Who Elected The Media To Regulate An Elected Government? Asks Cham Faliya Sharon
The media in Nigeria say government cannot regulate them but want to regulate the government. They claim that regulating the media is antithetical to democratic norms without telling us who then elected them (the media) to regulate elected governments. And so I ask: If unelected businesses think they can regulate elected governments, then what is wrong if elected governments regulate unelected businesses? Moreover, isn’t it the responsibility of governments to regulate businesses of all kinds, and isn’t this what America “the leader and champion of democracy” is showing by blatantly regulating foreign (Iranian) media right now in the US?

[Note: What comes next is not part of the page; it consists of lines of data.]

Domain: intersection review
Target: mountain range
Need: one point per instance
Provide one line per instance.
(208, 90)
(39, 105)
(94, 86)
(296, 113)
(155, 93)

The often repeated cliché by so called media practitioners or media entrepreneurs is the claim that media regulation is tantamount to stifling free speech, which, to me, is a mere clever euphemism for the unhidden desire of such entrepreneurs to exert their own brand of totalitarianism on the rest of the society without being checked or held accountable. Round up a bunch of dunderheads spreading falsehood, hate and bigotry in the name of journalism, and you’ll hear deafening noises about freedom of the press under attack as if freedom itself is absolute!
In a nutshell, if the media cannot clean or regulate itself (and they’ve shown over time that they are incapable of doing that), then the society ought to clean them. And the custodians of public trust to do this laundry is the government.